Il dubbio sul titolo non nasce da posizioni personali ma da una lettura delle scene iniziali: gli avanzi della festa di compleanno di Primo. Sì la festa è finita, sicuramente la sbornia del boom di cui è stato protagonista Primo ma nel 1981, anno di uscita del film, anche i rapimenti stavano perdendo il loro significato politico; ma ovviamente l’uomo ridicolo è Primo Spaggiari perché la sua vita è così prevedibile: per chi lo circonda, madre e figlio sicuramente complici, è facile intuire che Primo cederà alla tentazione di utilizzare il denaro per la fabbrica, che apparentemente ha lo stesso peso del figlio nella vita di Primo.
Apparentemente perché l’uomo è cosciente del disprezzo filiale e alla fine accetta senza ribellarsi il ritorno del figliol prodigo (del lavoro altrui).
Uno scontro generazionale acceso, una lettura puntuale della borghesia e dei sui vizi anche extra familiari, su tutti lo strozzinaggio.

Basilicata coast to coast

Basilicatacoasttocoast Una band di musicisti dilettanti che ha chiamato il gruppo con l’improbabile nome de Le pale eoliche, decide di attirare l’attenzione su di se’ attraversando la Basilicata a piedi per raggiungere il festival musicale di Scanzano Jonico. L’impresa viene seguita svogliatamente dalla giornalista di una piccola testata.

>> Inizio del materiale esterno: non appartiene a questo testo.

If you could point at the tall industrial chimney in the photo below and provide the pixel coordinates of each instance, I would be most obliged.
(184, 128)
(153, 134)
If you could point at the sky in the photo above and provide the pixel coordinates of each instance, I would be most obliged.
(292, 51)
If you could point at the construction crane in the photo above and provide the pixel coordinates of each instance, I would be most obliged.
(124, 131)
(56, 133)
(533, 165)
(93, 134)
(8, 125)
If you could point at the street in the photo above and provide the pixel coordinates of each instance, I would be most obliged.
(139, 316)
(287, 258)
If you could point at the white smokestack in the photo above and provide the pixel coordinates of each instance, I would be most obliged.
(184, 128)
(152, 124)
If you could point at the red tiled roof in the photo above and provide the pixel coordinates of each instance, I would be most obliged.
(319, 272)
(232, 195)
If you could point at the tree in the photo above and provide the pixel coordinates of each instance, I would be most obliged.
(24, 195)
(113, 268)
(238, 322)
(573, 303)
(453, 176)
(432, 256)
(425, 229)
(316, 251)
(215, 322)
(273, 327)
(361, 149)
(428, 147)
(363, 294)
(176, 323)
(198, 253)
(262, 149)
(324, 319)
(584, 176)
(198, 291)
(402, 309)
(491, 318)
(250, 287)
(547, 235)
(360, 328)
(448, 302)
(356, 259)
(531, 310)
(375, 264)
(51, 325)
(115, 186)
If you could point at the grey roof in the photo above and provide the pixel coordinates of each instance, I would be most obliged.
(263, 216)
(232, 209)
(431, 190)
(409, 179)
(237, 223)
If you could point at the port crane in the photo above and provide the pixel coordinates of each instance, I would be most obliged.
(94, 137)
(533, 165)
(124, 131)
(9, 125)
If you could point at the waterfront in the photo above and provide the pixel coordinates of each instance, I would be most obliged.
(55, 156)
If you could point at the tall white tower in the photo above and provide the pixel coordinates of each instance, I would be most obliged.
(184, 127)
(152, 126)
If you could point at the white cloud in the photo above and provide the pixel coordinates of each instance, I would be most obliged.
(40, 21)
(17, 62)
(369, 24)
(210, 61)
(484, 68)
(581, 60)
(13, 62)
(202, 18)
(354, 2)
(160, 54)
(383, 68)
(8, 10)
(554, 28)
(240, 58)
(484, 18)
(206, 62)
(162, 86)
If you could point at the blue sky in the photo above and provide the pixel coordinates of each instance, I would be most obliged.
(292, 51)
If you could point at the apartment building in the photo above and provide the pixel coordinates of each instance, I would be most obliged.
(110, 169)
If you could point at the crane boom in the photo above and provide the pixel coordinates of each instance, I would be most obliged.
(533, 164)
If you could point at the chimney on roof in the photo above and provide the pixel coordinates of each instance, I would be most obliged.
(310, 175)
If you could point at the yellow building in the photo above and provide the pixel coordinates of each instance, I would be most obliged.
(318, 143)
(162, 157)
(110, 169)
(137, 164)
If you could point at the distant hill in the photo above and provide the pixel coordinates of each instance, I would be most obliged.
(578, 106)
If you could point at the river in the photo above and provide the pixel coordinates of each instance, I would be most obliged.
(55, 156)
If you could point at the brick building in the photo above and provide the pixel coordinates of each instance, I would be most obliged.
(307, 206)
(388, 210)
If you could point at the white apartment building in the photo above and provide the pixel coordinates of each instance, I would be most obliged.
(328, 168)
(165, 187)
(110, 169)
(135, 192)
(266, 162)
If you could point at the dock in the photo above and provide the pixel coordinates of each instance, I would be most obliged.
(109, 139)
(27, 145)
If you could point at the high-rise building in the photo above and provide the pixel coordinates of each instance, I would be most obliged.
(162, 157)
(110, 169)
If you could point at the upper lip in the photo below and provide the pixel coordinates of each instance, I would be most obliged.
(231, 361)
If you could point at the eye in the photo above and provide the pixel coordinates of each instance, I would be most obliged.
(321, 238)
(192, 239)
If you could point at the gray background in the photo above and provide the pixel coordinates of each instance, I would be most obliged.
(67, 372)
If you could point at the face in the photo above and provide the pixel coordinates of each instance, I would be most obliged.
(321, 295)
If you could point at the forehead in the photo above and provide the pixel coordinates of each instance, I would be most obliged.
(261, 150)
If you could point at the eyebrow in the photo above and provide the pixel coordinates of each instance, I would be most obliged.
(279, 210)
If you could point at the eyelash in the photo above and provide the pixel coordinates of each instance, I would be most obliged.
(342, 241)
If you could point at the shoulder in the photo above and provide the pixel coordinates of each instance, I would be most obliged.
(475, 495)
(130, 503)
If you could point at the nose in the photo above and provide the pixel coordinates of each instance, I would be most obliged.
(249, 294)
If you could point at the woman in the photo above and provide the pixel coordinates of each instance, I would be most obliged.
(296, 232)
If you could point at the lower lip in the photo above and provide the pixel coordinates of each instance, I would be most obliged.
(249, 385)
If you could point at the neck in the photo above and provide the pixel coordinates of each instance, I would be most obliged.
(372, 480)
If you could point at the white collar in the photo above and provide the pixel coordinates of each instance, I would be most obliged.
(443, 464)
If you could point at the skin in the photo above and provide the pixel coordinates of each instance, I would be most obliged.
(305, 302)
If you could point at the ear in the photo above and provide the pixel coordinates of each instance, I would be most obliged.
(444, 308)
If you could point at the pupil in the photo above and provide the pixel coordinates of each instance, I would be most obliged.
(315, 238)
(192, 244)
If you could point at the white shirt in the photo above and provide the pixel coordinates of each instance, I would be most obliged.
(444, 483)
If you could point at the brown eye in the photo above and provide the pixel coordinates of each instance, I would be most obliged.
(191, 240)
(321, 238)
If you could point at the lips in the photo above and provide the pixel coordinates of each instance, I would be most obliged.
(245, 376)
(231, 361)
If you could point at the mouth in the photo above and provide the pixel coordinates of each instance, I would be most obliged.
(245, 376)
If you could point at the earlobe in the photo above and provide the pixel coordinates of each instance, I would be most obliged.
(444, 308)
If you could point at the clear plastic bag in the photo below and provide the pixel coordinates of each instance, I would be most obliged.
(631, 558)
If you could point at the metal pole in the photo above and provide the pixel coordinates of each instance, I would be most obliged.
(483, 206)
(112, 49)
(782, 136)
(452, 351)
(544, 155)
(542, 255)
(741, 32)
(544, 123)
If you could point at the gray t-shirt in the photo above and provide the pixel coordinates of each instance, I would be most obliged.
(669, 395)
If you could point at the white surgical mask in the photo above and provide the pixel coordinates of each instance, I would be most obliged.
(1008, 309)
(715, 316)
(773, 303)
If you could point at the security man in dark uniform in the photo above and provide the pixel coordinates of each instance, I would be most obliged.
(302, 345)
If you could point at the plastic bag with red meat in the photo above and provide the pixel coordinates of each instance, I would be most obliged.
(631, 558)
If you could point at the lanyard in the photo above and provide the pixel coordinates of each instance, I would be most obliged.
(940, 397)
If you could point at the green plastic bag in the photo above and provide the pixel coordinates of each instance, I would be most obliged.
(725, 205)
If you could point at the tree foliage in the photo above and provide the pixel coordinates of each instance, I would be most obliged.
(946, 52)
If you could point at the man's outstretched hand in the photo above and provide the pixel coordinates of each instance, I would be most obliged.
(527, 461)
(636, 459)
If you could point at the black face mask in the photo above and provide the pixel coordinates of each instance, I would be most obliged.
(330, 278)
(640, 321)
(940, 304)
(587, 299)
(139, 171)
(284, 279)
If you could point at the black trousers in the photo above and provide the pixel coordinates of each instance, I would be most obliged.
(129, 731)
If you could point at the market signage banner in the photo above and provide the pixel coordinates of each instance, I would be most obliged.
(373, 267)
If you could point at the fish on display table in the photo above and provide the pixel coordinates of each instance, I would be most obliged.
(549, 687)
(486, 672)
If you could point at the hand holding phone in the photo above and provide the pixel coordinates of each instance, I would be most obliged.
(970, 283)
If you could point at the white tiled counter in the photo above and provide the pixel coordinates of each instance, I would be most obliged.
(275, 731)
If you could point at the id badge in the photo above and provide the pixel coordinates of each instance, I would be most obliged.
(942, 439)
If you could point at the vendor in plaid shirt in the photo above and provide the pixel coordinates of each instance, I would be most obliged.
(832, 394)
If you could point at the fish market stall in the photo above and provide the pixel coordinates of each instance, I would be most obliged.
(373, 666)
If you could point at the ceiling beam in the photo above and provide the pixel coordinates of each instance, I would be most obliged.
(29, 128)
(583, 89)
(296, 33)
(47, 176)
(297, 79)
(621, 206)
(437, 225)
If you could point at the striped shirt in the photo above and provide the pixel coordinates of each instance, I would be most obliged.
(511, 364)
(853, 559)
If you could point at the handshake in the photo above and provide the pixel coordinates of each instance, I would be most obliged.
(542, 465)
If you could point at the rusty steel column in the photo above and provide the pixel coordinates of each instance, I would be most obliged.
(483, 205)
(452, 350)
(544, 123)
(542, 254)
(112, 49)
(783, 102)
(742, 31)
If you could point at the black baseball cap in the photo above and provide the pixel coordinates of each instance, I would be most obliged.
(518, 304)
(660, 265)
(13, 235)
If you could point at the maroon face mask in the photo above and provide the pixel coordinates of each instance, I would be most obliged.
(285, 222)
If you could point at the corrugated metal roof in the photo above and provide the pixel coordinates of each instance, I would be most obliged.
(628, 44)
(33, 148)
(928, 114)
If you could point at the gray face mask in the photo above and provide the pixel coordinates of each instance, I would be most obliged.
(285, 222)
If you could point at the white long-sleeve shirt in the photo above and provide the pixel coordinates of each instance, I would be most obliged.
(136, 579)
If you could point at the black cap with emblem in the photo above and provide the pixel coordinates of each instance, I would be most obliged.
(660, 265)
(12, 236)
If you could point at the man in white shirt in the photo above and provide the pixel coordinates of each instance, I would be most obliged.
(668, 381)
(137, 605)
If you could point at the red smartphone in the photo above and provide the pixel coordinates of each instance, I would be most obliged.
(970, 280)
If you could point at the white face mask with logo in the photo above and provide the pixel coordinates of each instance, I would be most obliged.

Liquidare la divertentissima commedia con cui Rocco Papaleo debutta alla regia come un omaggio della stralunata comicita’ dell’artista alla sua terra natia e’ davvero limitato. Ne’ si puo’ dire, visto che la traversata non andra’ a buon fine, che la pellicola si limiti alla banale morale che l’importante e’ il viaggio e non la destinazione. L’opera di Papaleo propone una riflessione sul fallimento. Se al personaggio interpretato dal regista piace pensare che un paese abbandonato dopo una frana causata ad un ampliamento della rete fognaria, abbia deciso di rifiutare il progresso, la stessa filosofia di vita si puo’ applicare ai membri della scalcagnata band e alla giornalista che documenta la loro avventura: sono tutti dei falliti che hanno rifiutato un confronto serrato con l’esistenza e si sono bloccati davanti alle difficolta’. Questo non impedisce che rappresentino un modello positivo perche’ il rifiutare gli schemi di un modello vincente permette di sviluppare la propria originalita’, il cosiddetto pensiero laterale, di cui la pellicola da’ prova diretta in una delle scene piu’ divertenti ed inaspettate viste sugli schermi in questi ultimi anni, l’arrivo dei briganti a cavallo con il casco in testa. In questa logica ben venga anche la messa in scena molto criticata dei culi nudi dei protagonisti: per un minuto e mezzo di tale rappresentazione (neppure consecutiva) una spettatrice che sedeva dietro di me ha inveito per dieci minuti buoni allo schifo piu’ assoluto e anche molti critici bollano le due scene di inutile volgarita’. Il bello e’ che se c’e’ un film comico italiano dove non c’e’ mai un doppiosenso o una battutaccia volgare e’ proprio Basilicata coast to coast, anzi Papaleo riesce a mostrare il preludio di un rapporto sessuale a tre con gioiosa naturalezza e dolcezza, evento quasi inconcepibile per il cinema italiano da sempre predisposto a mostrare morbosamente il sesso dal buco della serratura. Lo scandalo di quattro sederi maschili nudi nasce dal fatto che sono bianchicci e flaccidini, come natura vuole che tocchi a degli ultraquarantenni anche se uno di questi (Alessandro Gassman) pochi anni fa ha posato per un calendario supersexy che immagino non abbia schifato la spettatrice di cui sopra; ma temo che lei come tanti altri abbia dimenticato che, anche tacendo di photoshop, non si puo’ sempre stare in posa come il discobolo con le natiche ben spinte in fuori.